幕間で必ずトイレに行く

ほぼ自分用メモ

朗読 蒲田行進曲完結編『銀ちゃんが逝く』

かまたちまちま書き溜めていたものをやっとこ投下


つかこうへい没後10年追悼イベント
朗読 蒲田行進曲完結編『銀ちゃんが逝く』

2020年7月10日(金)~12日(日)
【追加公演】2020年7月23日(木・祝)~26日(日)
チケット代7500円
千秋楽配信アリ、ライブ配信3500円

あらすじ:
www.rup.co.jp


大スター・銀ちゃんと、大部屋俳優・ヤスの奇妙な友情?がメインの話と思うんですけど、大部屋俳優の1人や2人殺してでも、いい映画をつくってなんぼ!それこそ粋!という価値観が根強くあり、どこまで誇張してるのかわかりませんが、これぞ昭和の芸能界!って感じでした。ヤスの優しさや銀ちゃんの背負ってるモノ、小夏の思い、たくさん見どころあるの思うのですけど、私はこの演劇に描写される昭和の価値観が単純に恐ろしかったです。

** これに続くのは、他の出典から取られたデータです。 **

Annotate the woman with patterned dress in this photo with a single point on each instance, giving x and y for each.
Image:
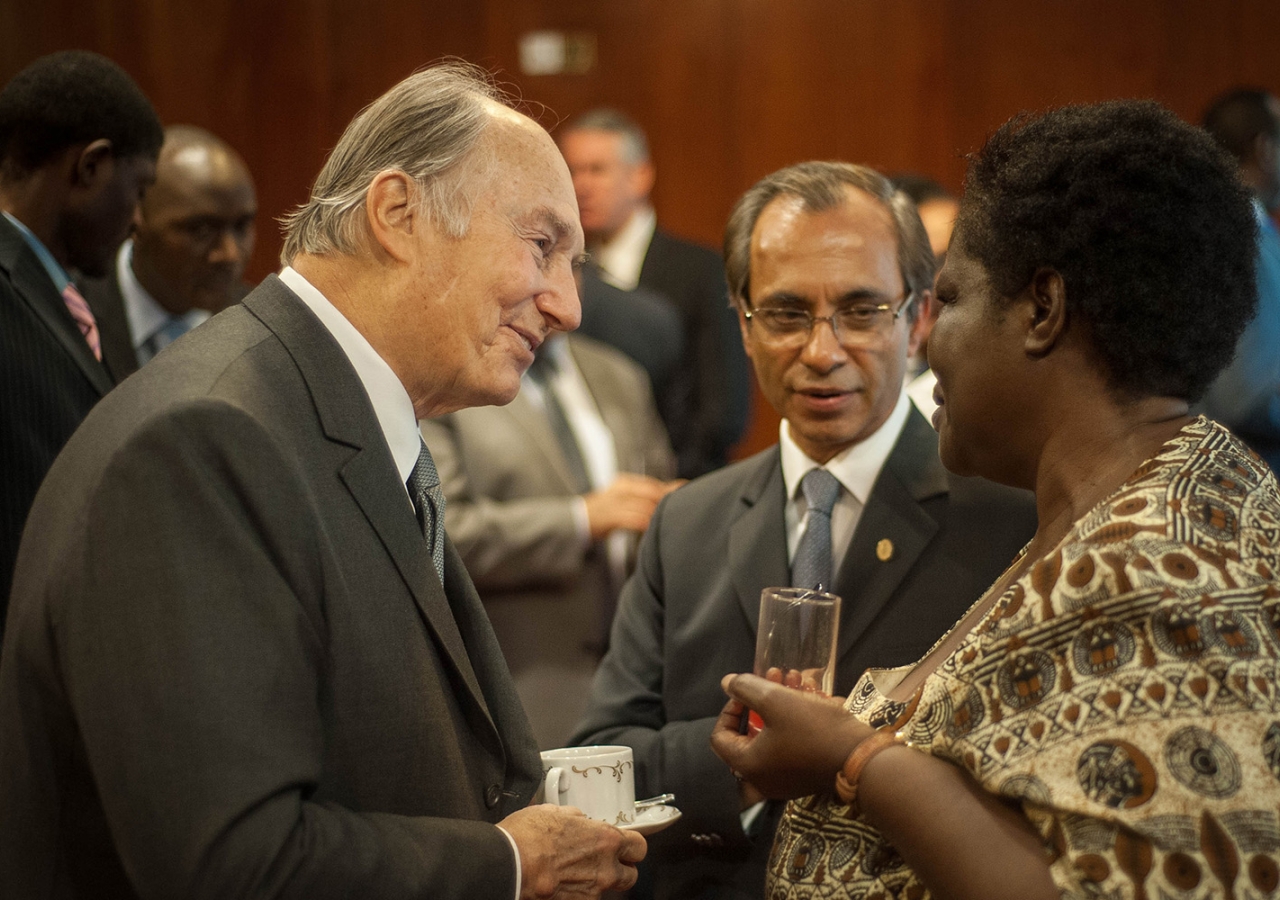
(1105, 722)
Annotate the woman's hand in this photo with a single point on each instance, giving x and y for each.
(807, 738)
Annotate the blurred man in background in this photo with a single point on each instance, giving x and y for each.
(1246, 397)
(608, 156)
(192, 237)
(78, 145)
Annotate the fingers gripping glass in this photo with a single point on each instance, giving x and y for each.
(855, 325)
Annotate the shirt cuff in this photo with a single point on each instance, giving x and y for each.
(581, 522)
(515, 851)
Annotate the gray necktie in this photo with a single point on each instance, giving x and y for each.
(543, 370)
(424, 484)
(173, 328)
(812, 565)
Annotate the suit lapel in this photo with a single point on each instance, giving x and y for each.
(867, 580)
(347, 417)
(33, 286)
(757, 538)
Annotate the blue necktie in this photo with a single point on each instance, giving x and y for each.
(812, 563)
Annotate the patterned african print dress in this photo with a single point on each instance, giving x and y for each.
(1124, 691)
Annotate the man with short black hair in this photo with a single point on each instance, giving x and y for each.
(78, 145)
(705, 403)
(1246, 396)
(243, 658)
(192, 237)
(828, 266)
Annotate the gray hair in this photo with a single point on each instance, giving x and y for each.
(819, 187)
(635, 145)
(429, 127)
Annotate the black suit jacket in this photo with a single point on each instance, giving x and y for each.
(232, 668)
(689, 616)
(108, 304)
(640, 323)
(49, 382)
(717, 383)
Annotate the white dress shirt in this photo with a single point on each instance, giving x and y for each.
(593, 437)
(621, 257)
(856, 470)
(144, 315)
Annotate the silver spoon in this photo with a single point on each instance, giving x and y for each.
(656, 800)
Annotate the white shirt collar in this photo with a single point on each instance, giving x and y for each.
(855, 467)
(144, 315)
(622, 257)
(392, 405)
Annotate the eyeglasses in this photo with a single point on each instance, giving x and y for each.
(858, 325)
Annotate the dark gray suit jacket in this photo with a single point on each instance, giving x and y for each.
(49, 382)
(113, 324)
(689, 616)
(714, 374)
(232, 670)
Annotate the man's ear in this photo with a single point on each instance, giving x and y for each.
(92, 164)
(392, 214)
(1045, 298)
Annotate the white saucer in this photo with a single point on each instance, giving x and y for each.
(652, 819)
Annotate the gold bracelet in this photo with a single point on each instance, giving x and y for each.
(846, 780)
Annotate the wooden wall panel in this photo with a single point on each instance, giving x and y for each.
(728, 90)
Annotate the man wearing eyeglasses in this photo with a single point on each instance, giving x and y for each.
(828, 269)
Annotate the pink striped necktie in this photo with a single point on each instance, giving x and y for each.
(83, 318)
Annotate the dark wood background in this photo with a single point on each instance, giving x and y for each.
(728, 90)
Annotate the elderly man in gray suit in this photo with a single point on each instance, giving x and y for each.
(828, 269)
(243, 659)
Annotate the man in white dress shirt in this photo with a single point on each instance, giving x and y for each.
(828, 268)
(192, 237)
(243, 659)
(705, 410)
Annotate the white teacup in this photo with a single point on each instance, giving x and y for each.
(598, 780)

昔読んだ松尾スズキさんのエッセイにて(何冊か読んだのでどれに載ってるか失念してしまいましたが)、「某テレビマンは「ADを3人を廃人にしないと面白いバラエティは作れない」と言って高笑いしていた」というエピソードが書かれていて、それがとても印象に残っていました。今回観劇して、改めてそれを思い出しました。

昭和から平成初期の芸能界において、下っ端の2~3人の人生を潰してでも作品を追求することは「かっこいい」とされていたんだなと感じますよね。
そういう価値観があった時代ですから、今より簡単に弱者は踏みにじられていたこともあるのではないかと思います。「古き良き昭和」と形容されることも多いですが、人権意識の点では令和の方が進化してると思います。

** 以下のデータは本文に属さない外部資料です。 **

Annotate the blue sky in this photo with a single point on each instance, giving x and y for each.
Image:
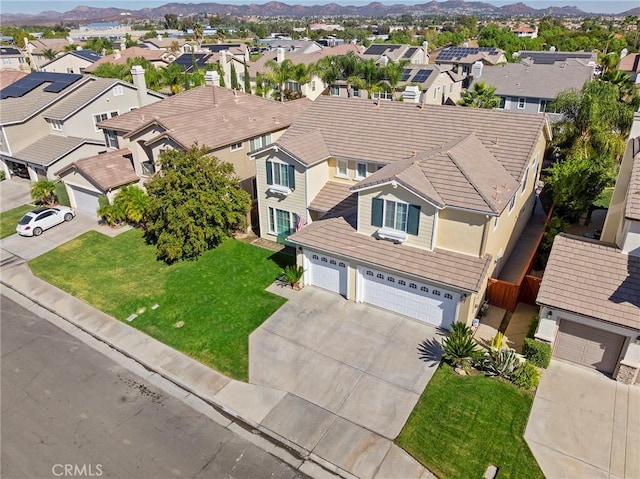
(36, 6)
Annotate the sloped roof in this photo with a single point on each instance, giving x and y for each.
(533, 80)
(51, 148)
(393, 131)
(462, 173)
(632, 209)
(107, 171)
(592, 279)
(334, 197)
(338, 235)
(212, 116)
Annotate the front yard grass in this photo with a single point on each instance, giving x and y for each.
(462, 424)
(219, 298)
(9, 220)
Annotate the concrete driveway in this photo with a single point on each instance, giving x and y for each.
(361, 363)
(583, 424)
(29, 247)
(14, 193)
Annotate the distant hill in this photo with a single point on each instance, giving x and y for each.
(279, 9)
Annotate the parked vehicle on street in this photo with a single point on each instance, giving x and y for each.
(40, 219)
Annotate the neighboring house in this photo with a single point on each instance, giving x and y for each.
(382, 53)
(50, 120)
(12, 58)
(37, 50)
(315, 86)
(431, 85)
(631, 64)
(590, 292)
(463, 58)
(72, 62)
(158, 58)
(406, 208)
(525, 32)
(531, 86)
(170, 44)
(230, 124)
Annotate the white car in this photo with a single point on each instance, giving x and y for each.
(40, 219)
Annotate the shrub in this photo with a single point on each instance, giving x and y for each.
(460, 349)
(537, 352)
(533, 325)
(526, 376)
(500, 362)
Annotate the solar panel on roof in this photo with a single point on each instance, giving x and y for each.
(421, 76)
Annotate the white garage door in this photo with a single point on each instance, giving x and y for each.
(401, 295)
(591, 347)
(84, 200)
(327, 272)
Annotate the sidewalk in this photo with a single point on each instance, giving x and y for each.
(317, 436)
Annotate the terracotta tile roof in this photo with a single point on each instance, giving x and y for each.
(107, 171)
(131, 52)
(535, 80)
(495, 142)
(51, 148)
(632, 209)
(462, 173)
(299, 57)
(334, 197)
(592, 279)
(339, 236)
(212, 116)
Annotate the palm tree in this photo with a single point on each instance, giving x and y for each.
(281, 72)
(480, 96)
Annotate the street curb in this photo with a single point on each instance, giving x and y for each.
(246, 424)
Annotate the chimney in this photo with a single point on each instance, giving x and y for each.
(137, 72)
(212, 78)
(476, 69)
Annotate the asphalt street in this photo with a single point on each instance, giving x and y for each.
(69, 411)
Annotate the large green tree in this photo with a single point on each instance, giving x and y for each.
(195, 202)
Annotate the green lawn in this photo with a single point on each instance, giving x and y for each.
(9, 220)
(220, 297)
(461, 425)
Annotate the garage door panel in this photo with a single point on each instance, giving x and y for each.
(588, 346)
(409, 298)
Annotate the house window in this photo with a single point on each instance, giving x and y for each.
(260, 142)
(361, 171)
(281, 223)
(111, 139)
(98, 117)
(395, 215)
(280, 174)
(341, 169)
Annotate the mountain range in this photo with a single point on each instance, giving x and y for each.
(278, 9)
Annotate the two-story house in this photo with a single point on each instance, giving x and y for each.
(228, 123)
(590, 292)
(50, 119)
(533, 84)
(411, 208)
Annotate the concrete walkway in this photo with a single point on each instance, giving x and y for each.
(585, 425)
(320, 440)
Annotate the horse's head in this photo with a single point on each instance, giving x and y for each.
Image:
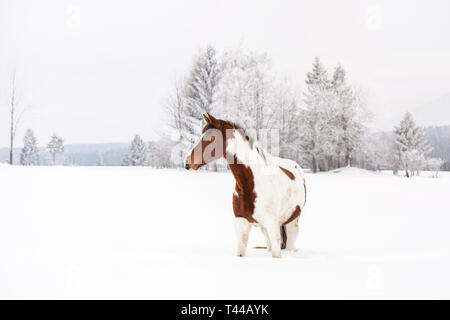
(212, 144)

ただ、この物語の登場人物たちは、ガムシャラに生き、限りある「生」を全うしようとしているように感じました。令和に生きる私の目から見ると、昭和の過酷な時代を生きる若者たちに対して、幸せに生きてほしいと強く願わざるを得ません。
私は古い価値観は肯定はしないですけれども、彼らの輝きを描くためには、彼らの生きた時代をそのまま描写することは不可欠なことなのだと感じました。

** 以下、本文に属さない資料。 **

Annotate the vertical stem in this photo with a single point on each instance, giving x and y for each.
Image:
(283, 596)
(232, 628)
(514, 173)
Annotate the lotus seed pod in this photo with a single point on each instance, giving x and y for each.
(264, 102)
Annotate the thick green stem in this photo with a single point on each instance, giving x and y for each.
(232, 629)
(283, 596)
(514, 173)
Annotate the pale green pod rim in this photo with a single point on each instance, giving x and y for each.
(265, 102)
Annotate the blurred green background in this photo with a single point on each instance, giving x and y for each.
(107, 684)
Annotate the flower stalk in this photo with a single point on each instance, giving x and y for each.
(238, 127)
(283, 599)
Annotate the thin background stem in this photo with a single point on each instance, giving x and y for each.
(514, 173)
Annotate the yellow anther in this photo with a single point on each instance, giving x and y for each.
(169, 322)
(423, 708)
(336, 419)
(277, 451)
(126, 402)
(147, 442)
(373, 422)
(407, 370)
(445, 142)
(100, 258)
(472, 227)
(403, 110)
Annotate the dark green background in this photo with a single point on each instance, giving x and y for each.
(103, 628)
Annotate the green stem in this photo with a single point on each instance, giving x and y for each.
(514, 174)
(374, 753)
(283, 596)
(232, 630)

そんな中、必死に生きる大部屋俳優のヤス。階段落ちの撮影に挑んだ俳優は良くて半身不随、悪けりゃ死ぬ、その代わり1日限りトップスターになれる。銀ちゃんに半ば強引に押し付けられた身重の女優・小夏の出産費用を捻出するために命がけで階段落ちに挑む。

後半で銀ちゃん自身が階段落ちに挑むシーンがあるんですけど、そこで銀ちゃんが「ヤスは命がけで出産費用を稼いだんだ」と熱く語るシーンがとても印象深く、まばゆいほどに心に残ってます。


それとですね

味方良介さん、植田圭輔さん、井上小百合さん、演技うま……


っと思いました。当たり前体操ですね。すいません。

味方さんは何度も木村伝兵衛で見てきてるのでまあ当たり前と言えば当たり前なんですけど、植田圭輔さん、井上小百合さん、演技うま…(上メセ失礼)って改めて思った。私は植田さんを舞台で拝見したのはヘタミュとエーステだけで、もちろんどちらもハマり役で、特にエーステは「えっあれ植ちゃん?」と思うほどではあったんですけど、ウィッグとカラコンもしてたおかげもあるんかなと思ってたんですよね。ちがったんですね。大変失礼しました。今回、全身むき出しでヤスを演じている姿を見て凄みを感じましたし、階段落ちのシーン本当にヤスの覚悟が伝わってきてすごかったです。語彙力皆無。

井上さんも、帝一の國で拝見してて、その時はあんまりメインじゃなかったんですけど、1人で長めに朗読するところで、いや、演技うま……てなりました。語彙力ゼロ。陳腐な表現になりますけど、井上さんが話していると、まるで目の前に情景が浮かぶようでした。本当にそう。めっちゃビビりました。

そんなわけでテレビ局に感じる古い価値観についても思いを馳せてたら、まったく演劇関係なくなったので、別に投稿します。